Member of the Maryland Senate
- In office 1882–1884
- Preceded by: Herman Stump
- Succeeded by: John Sappington
- Constituency: Harford County

Personal details
- Born: Bel Air, Maryland, U.S.
- Died: July 19, 1907 (aged 78) Darlington, Maryland, U.S.
- Resting place: Darlington Cemetery Darlington, Maryland, U.S.
- Party: Republican
- Spouse: Sallie E. Wilson ​(died)​
- Relations: William H. Allen (uncle)
- Occupation: Politician; businessman; lawyer;

= Edward M. Allen =

American politician and businessman (died 1907)

Edward M. Allen (died July 19, 1907) was a politician, businessman and lawyer from Maryland. He was a member of Maryland Senate from 1882 to 1884.

==Early life==
Edward M. Allen was born in Bel Air, Maryland, to Adeline (née Miller) and Richard N. Allen. His father was a lawyer and physician. His uncle was William H. Allen, territorial governor of Florida. He grew up on the "Indian Spring" farm of his aunt Peggy Stump and attended Darlington Academy. He then took charge of his aunt's estate. Allen studied law under Judge John H. Price. In 1890, Allen was admitted to the bar in Bel Air.

==Career==
In 1870, Allen purchased Stafford Mills at the mouth of Deer Creek. He converted the land from flour mills into a bone mill. He also worked in the business of grain and hay. In 1882, there was a large flood which forced Allen to liquidate his property.
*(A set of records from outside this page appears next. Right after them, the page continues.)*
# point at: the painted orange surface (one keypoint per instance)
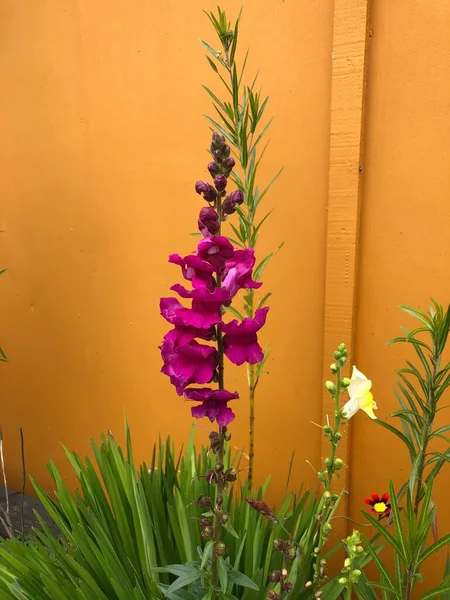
(405, 228)
(102, 141)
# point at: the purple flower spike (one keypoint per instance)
(208, 222)
(197, 271)
(204, 302)
(214, 404)
(213, 168)
(188, 363)
(228, 164)
(238, 272)
(178, 315)
(220, 181)
(230, 202)
(240, 342)
(185, 334)
(216, 250)
(205, 188)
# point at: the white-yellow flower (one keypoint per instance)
(360, 396)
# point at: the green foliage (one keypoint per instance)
(420, 391)
(240, 119)
(121, 527)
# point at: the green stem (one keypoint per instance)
(428, 426)
(326, 509)
(251, 453)
(221, 452)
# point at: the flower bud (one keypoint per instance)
(330, 387)
(213, 168)
(207, 532)
(230, 202)
(220, 549)
(220, 181)
(275, 576)
(230, 475)
(208, 221)
(290, 553)
(278, 544)
(211, 477)
(205, 522)
(204, 502)
(217, 141)
(327, 528)
(228, 164)
(209, 193)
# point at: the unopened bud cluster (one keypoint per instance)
(280, 576)
(220, 204)
(350, 571)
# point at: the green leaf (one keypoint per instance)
(415, 471)
(228, 527)
(222, 573)
(242, 580)
(183, 581)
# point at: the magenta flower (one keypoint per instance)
(204, 301)
(214, 404)
(185, 334)
(174, 312)
(194, 269)
(238, 272)
(208, 221)
(188, 363)
(240, 342)
(230, 202)
(216, 250)
(207, 190)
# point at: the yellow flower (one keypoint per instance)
(360, 396)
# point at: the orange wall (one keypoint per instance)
(405, 228)
(102, 141)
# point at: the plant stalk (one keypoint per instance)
(428, 426)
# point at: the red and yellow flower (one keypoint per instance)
(380, 505)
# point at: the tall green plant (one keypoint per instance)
(240, 118)
(123, 525)
(421, 389)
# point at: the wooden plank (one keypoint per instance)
(349, 69)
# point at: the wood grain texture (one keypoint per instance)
(349, 67)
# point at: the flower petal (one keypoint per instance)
(350, 408)
(367, 404)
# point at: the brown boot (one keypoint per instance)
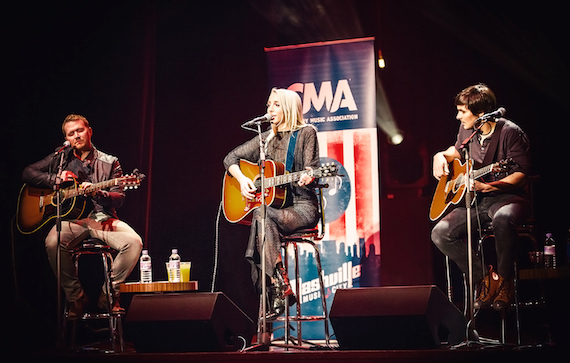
(276, 302)
(505, 294)
(488, 288)
(77, 308)
(285, 286)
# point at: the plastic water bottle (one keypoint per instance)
(568, 249)
(146, 267)
(174, 266)
(549, 252)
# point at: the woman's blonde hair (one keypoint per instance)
(292, 108)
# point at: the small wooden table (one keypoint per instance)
(158, 286)
(562, 272)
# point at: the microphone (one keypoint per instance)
(498, 113)
(258, 120)
(65, 145)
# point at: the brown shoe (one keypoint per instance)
(505, 294)
(103, 303)
(284, 285)
(77, 308)
(488, 288)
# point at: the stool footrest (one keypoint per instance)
(301, 318)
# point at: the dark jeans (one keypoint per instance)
(505, 212)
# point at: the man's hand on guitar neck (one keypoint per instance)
(67, 175)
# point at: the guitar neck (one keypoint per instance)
(74, 191)
(281, 179)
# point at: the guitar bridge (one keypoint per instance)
(41, 202)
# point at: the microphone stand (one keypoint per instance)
(468, 200)
(56, 188)
(263, 338)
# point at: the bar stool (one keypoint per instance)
(306, 237)
(94, 246)
(526, 231)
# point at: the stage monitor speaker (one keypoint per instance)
(187, 322)
(398, 317)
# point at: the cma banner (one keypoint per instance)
(336, 82)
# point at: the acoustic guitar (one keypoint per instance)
(37, 207)
(238, 209)
(450, 189)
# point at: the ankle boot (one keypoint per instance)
(488, 289)
(505, 294)
(284, 285)
(276, 302)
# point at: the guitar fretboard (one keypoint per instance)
(280, 179)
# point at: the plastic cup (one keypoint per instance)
(185, 271)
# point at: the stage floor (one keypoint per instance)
(474, 353)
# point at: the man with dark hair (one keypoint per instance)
(500, 197)
(86, 165)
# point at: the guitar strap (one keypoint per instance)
(291, 151)
(490, 155)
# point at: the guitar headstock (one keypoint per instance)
(132, 181)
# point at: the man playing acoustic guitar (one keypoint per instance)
(86, 166)
(500, 197)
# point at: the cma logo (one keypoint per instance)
(342, 97)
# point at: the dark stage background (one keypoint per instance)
(166, 85)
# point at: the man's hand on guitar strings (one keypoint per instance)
(306, 179)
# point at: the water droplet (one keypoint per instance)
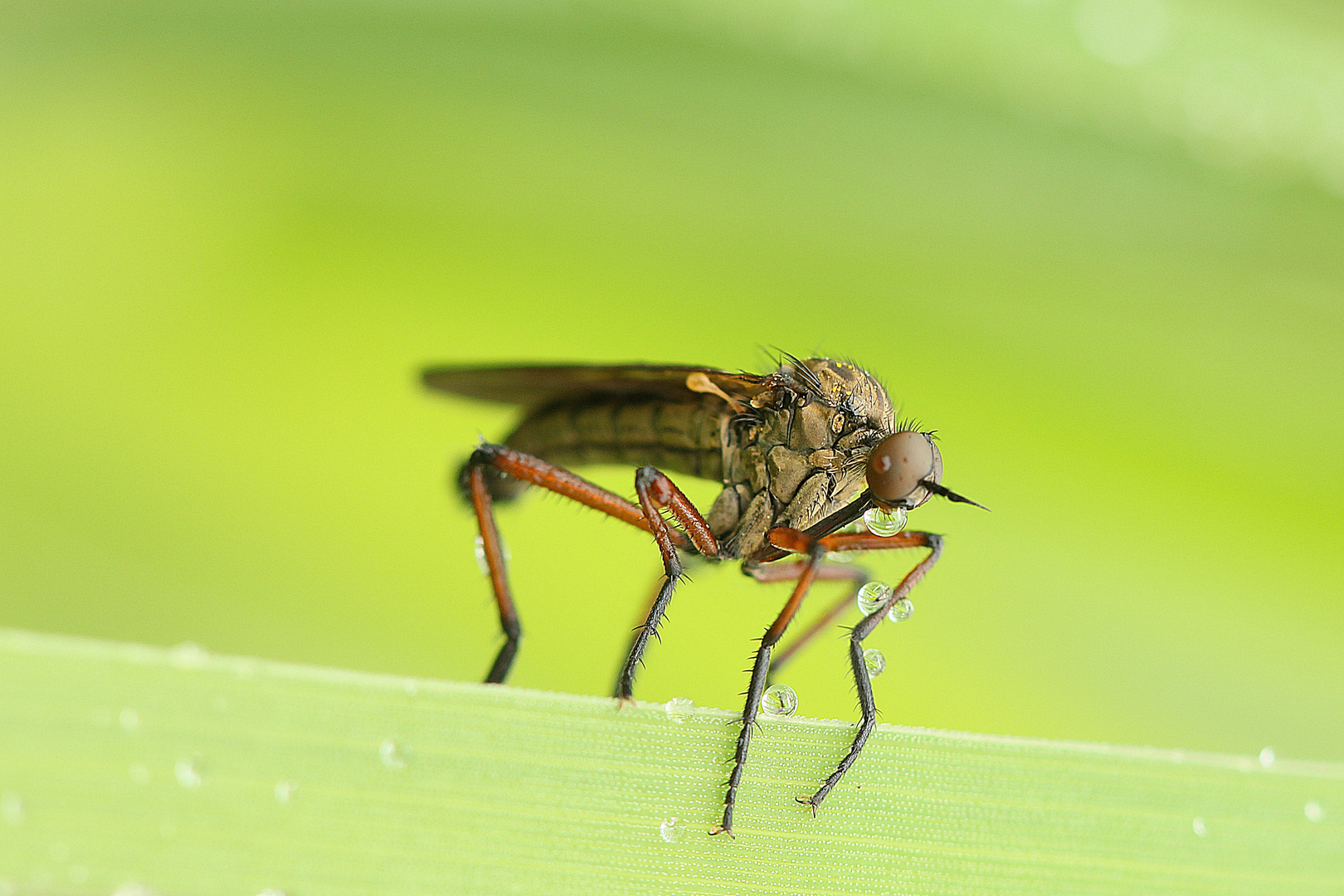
(874, 663)
(188, 655)
(284, 790)
(187, 774)
(778, 700)
(884, 523)
(392, 754)
(901, 610)
(871, 596)
(680, 709)
(11, 809)
(481, 563)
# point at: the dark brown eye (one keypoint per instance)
(899, 464)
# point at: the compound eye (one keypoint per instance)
(899, 464)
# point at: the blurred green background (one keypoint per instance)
(1098, 246)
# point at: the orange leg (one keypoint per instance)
(655, 492)
(856, 577)
(786, 540)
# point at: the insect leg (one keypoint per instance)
(825, 571)
(647, 607)
(869, 709)
(760, 674)
(554, 479)
(481, 503)
(656, 492)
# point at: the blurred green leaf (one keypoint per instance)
(183, 772)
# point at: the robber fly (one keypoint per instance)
(802, 453)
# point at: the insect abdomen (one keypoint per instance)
(676, 437)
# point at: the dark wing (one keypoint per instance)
(533, 386)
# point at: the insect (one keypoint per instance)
(802, 453)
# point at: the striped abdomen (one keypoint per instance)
(676, 437)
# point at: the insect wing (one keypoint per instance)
(533, 386)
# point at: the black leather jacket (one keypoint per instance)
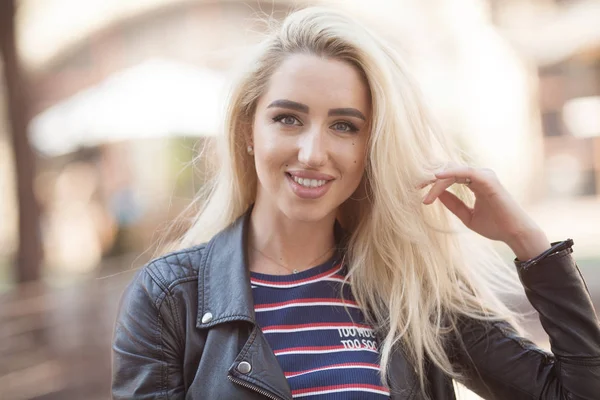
(186, 329)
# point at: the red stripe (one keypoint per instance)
(289, 374)
(326, 273)
(347, 386)
(309, 348)
(316, 325)
(302, 301)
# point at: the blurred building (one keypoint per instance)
(125, 90)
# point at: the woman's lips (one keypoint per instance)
(305, 192)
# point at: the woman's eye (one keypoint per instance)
(287, 120)
(344, 127)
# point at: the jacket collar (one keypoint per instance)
(224, 292)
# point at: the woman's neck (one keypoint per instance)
(279, 245)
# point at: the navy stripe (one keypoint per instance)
(331, 347)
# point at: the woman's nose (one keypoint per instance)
(313, 148)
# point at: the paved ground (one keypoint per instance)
(55, 343)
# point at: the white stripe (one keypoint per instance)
(316, 328)
(319, 303)
(340, 280)
(334, 367)
(285, 353)
(386, 393)
(286, 285)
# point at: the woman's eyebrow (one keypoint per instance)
(292, 105)
(346, 112)
(303, 108)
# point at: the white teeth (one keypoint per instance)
(309, 182)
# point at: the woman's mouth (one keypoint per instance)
(308, 188)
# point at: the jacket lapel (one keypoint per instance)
(224, 295)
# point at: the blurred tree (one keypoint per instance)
(29, 253)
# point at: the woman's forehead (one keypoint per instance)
(319, 81)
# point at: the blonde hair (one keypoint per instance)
(413, 268)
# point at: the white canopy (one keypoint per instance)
(154, 99)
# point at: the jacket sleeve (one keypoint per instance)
(498, 364)
(146, 348)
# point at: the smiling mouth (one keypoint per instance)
(308, 183)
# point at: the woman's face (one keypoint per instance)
(310, 135)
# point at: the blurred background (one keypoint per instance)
(103, 105)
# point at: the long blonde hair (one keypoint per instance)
(413, 267)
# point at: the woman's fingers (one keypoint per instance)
(438, 188)
(457, 207)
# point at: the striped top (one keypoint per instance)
(326, 350)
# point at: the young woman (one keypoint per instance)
(326, 261)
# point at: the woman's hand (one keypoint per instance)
(495, 214)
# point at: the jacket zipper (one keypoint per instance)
(253, 387)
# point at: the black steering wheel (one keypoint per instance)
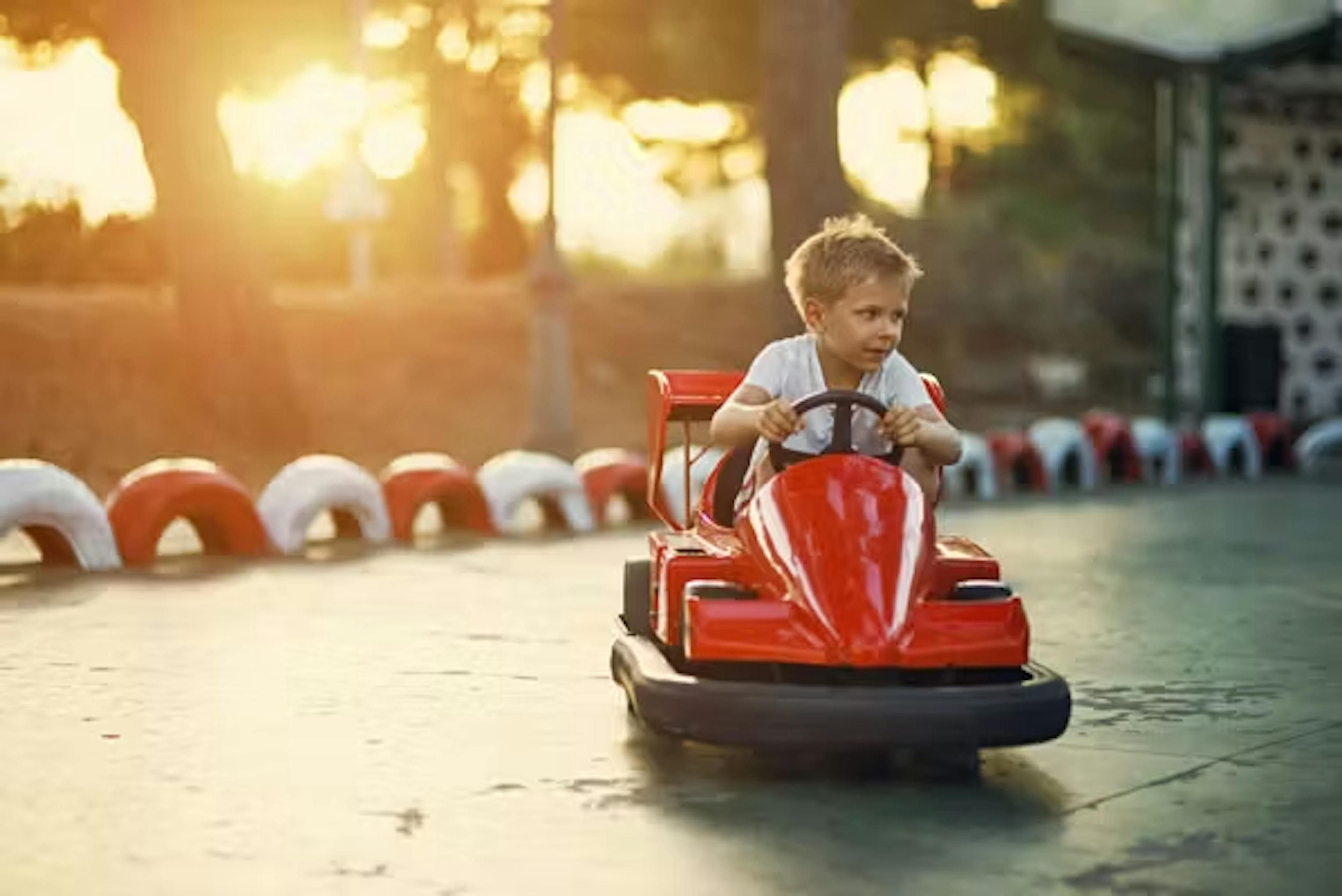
(840, 443)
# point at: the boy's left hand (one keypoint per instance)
(901, 426)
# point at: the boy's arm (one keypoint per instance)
(923, 428)
(936, 438)
(749, 414)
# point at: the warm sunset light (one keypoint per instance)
(309, 124)
(612, 198)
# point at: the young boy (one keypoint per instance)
(851, 286)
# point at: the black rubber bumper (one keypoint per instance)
(838, 718)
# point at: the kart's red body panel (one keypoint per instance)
(827, 612)
(840, 556)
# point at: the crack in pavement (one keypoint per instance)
(1199, 769)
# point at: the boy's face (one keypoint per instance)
(865, 325)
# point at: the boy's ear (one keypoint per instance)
(814, 313)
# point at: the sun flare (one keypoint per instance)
(612, 196)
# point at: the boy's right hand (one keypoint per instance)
(778, 420)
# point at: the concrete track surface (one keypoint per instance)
(442, 722)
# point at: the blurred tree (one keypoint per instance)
(805, 66)
(176, 59)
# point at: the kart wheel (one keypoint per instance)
(638, 597)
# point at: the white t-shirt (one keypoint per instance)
(789, 369)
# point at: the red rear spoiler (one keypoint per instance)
(685, 396)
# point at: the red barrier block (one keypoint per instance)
(217, 506)
(414, 481)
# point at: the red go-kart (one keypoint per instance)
(826, 614)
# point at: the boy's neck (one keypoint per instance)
(838, 373)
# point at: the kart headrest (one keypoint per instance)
(685, 396)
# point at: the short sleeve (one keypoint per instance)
(902, 384)
(768, 369)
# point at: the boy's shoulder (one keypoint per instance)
(787, 348)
Allen was a Republican. In 1881, Allen was elected to the Maryland Senate, representing Harford County. He served from 1882 to 1884.

Allen practiced law in Bel Air. He retired around 1905.

==Personal life==
Allen married Sallie E. Wilson, the half sister of Judge Price. They had four children who survived childhood, Edward M. Jr., J. M. Grehme, Mrs. Thomas A. Hays and Sallie Ann. His wife died around 1897. He was a member of the Episcopal Church.

Allen died on July 19, 1907, at the age of 78, at his home in Darlington, Maryland. He was buried in Darlington Cemetery.